Moldova, until recently a darling of European Union officials, experienced a sudden deepening of its political crisis on Monday (22 March) when the country's constitutional court ruled that Prime Minister Vlad Filat should not be allowed to create a new government.
The decision further jeopardises Moldova's bid to secure a new formal relationship with the EU at the Vilnius summit of the EU's Eastern Partnership in November. Its hopes that EU member states would sign the association agreement that has been under negotiation had already been dampened by the government's collapse in March. There are now similar doubts about the prospects of at least finalising an accompanying free-trade agreement. The absence of a political counterpart for the EU has already stalled the delivery of tens of millions of euros of funding for the country this year, an official said.
The constitutional court stated that President Nicolae Timofti should not have asked Filat to continue as interim prime minister after he lost a vote of no confidence in March that cited suspicions of corruption. It added that in a rule-of-law state, politicians under “suspicion” of corruption should not hold political posts. No formal charges of corruption have been announced against Filat.
Timofti's office called the decision a “constitutional disaster”, while Filat branded the decision “political”. The EU has not commented.

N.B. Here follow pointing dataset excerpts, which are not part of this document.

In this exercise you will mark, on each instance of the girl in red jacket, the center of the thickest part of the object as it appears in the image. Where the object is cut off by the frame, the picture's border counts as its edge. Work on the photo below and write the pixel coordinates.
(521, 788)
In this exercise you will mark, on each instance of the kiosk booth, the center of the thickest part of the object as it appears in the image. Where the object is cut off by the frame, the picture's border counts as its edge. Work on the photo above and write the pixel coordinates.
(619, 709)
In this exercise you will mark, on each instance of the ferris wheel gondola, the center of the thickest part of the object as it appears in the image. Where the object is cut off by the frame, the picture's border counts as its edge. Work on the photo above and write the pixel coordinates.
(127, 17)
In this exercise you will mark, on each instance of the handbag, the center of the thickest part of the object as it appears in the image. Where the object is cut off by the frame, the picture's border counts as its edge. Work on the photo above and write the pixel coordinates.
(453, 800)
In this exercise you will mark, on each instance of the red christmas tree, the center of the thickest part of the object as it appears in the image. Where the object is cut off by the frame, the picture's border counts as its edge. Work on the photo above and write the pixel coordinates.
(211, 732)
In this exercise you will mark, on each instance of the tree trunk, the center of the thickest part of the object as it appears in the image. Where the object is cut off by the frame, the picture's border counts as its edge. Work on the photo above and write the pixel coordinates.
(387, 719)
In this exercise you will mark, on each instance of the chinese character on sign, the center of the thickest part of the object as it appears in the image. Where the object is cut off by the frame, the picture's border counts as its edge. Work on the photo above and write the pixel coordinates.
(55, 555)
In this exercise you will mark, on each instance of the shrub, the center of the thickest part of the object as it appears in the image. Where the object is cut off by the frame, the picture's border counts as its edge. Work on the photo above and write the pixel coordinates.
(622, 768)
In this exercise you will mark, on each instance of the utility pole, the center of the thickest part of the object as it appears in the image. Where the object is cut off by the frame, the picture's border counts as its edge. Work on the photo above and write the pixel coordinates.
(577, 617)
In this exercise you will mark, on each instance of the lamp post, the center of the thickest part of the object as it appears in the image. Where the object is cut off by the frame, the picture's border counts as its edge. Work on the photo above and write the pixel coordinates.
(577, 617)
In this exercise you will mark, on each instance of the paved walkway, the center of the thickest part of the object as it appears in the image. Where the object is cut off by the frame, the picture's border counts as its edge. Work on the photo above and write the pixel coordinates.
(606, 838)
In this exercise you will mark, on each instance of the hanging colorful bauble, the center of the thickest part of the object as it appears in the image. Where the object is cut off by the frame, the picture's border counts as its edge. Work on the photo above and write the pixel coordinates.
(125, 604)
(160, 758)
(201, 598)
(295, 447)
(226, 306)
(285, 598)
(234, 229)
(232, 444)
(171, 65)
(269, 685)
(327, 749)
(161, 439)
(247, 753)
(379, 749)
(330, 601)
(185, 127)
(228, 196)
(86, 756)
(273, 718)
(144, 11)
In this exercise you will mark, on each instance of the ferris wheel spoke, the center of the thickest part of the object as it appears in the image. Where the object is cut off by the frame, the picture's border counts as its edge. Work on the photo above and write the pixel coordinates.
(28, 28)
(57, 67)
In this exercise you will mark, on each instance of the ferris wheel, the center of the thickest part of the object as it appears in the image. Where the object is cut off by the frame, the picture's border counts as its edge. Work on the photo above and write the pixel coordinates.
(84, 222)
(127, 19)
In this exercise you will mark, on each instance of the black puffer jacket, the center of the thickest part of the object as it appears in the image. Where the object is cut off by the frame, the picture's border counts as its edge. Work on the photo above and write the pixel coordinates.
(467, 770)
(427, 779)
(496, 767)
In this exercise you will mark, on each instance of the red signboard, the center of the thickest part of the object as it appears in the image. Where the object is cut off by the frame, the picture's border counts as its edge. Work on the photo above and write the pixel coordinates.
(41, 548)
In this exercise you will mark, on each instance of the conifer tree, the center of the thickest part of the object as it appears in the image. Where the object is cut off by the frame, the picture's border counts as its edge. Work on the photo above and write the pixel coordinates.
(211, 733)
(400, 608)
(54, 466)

Timofti named Iurie Leanca?, the foreign minister, as acting premier on Tuesday (23 March), pending likely early elections.
Filat had recently won the backing of 58 of the parliament's 101 members, and was expected to form a new, pared-down coalition government today. His government had been praised for its reforms by the European Commission, and was routinely referred to as the most reform-minded administration in the region by EU officials. Germany's Chancellor Angela Merkel also sent out a strong diplomatic message of support in August by visiting Chisinau.